Any advancement of technology will inevitably create a population of students that not only fall behind but continue to fall behind. The gap is cumulative. It consumes the child's reality and unfortunately for some, becomes an anchor to the child's identity. The technology doesn't need to be as advanced as AI. How about high-speed internet? Or access to a vehicle and a license? The advances of these technologies and systems create physical impediments to both academic and economic mobility. AI will absolutely widen the gap even further.
Yet, AI also presents a once-in-a-generation opportunity to help these kids catch up. We can now explain easily complex concepts from subjects using analogies and examples that are personalized to the learners' interests and passions. That's a level of differentiation never possible before. We can now explain a medical devices company to an 8th student with a 10th grade reading level in Spanish and 4th grade reading level in English, using the student's interests and activities as metaphors.
Is AI good?
This dichotomy is exactly why we need to have thoughtful discussions and implementations of programs that focus on the right problems. The conversation doesn't start with what can AI do. Instead, we should be figuring out what problems we want AI to solve for. The tool is only as good as how well it fits the problem it is designed to address. What are our highest aspirations of what education can be, and what evidence-based instructional models do we wish to scale but can't?
If we used ChatGPT to make up a Sci-fi story based on mitochondria and the human body, we will stare at the final output in awe. If we asked it to perform complex arithmetic in context of AP Physics, we may find it to have more errors than not. So how do we make AI more reliable? By adding more constraints.
1) We need to set clearer expectations on what data is being used so we have a source of truth to verify the final outputs.
2) We need to create more defined use cases that are tested and validated by educators.
Neither of these solutions can be implemented with ChatGPT and it's important for SchoolJoy to establish the necessary measures to help educators navigate AI without having to spend hours upon hours on PD focusing on prompt engineering within ChatGPT.
This extends beyond mere compliance with regulations like COPPA and FERPA; it is a commitment to care and precaution. It's important for any and all AI-enabled companies to use a language model provided by an existing cloud service provider with robust data security measures.
Equity in AI translates to creating systems that are not just universally accessible but are also particularly designed to level the educational playing field. This involves taking proactive steps to include those who are traditionally excluded from advancements in technology and systems. Unlike a one-size-fits-all curriculum, AI can tailor education to individual needs, but it needs to be done without amplifying existing inequalities.

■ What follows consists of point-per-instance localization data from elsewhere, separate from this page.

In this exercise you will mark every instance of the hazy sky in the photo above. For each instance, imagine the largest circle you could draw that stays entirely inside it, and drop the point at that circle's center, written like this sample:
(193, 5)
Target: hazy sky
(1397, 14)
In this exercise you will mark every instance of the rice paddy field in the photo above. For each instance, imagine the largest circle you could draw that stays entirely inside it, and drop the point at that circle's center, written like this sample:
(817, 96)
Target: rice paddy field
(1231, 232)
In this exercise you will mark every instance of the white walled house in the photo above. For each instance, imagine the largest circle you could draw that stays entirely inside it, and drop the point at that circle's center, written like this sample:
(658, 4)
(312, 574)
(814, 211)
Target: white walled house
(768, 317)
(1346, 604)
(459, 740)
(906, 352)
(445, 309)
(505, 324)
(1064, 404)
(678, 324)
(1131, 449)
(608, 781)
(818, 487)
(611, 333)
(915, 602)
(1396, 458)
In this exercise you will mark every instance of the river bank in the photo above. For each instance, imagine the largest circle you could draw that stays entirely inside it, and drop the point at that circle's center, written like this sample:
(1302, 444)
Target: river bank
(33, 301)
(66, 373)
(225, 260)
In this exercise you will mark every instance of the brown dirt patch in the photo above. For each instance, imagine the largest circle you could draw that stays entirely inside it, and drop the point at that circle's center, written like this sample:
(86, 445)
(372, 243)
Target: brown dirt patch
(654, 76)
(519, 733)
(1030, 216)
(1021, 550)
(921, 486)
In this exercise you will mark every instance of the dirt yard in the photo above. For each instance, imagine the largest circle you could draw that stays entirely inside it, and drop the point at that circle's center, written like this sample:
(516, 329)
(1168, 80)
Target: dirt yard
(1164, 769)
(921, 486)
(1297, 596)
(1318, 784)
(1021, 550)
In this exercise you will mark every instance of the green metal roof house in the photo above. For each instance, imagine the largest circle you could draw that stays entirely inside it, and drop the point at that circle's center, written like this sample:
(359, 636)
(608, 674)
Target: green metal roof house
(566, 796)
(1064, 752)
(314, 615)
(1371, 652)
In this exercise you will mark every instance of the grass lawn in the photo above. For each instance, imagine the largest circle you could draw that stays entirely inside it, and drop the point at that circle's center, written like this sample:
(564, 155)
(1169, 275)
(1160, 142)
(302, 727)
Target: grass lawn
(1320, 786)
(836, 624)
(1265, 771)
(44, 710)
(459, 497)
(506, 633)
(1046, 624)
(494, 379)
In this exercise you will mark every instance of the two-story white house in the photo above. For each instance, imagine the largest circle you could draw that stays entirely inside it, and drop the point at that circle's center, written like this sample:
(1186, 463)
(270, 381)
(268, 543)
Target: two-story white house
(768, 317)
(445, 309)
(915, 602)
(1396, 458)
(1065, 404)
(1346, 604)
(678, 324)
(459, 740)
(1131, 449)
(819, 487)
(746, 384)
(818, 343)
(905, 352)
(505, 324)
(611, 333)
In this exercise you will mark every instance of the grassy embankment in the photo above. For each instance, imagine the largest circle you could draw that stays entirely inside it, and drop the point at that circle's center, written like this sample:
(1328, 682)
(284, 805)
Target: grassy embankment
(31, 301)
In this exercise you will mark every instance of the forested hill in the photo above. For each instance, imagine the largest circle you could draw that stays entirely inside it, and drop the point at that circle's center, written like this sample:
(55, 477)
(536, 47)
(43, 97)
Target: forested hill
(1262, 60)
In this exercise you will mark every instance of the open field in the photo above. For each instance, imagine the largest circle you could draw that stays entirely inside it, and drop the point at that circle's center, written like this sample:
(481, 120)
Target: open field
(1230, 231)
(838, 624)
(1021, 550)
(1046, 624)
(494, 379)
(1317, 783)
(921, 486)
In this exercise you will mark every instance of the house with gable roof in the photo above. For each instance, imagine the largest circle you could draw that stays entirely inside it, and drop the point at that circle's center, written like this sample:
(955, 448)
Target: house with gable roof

The last cornerstone is inclusion. Our classrooms are tapestries of diverse learners with an array of needs and preferences. An AI system must be designed to be as universally accommodating as possible. This doesn’t just mean linguistic or cultural diversity but also learning styles and physical abilities. A truly inclusive AI system in education is like a versatile artist who can draw, paint, sculpt, and more, adapting its method depending on the medium and the audience.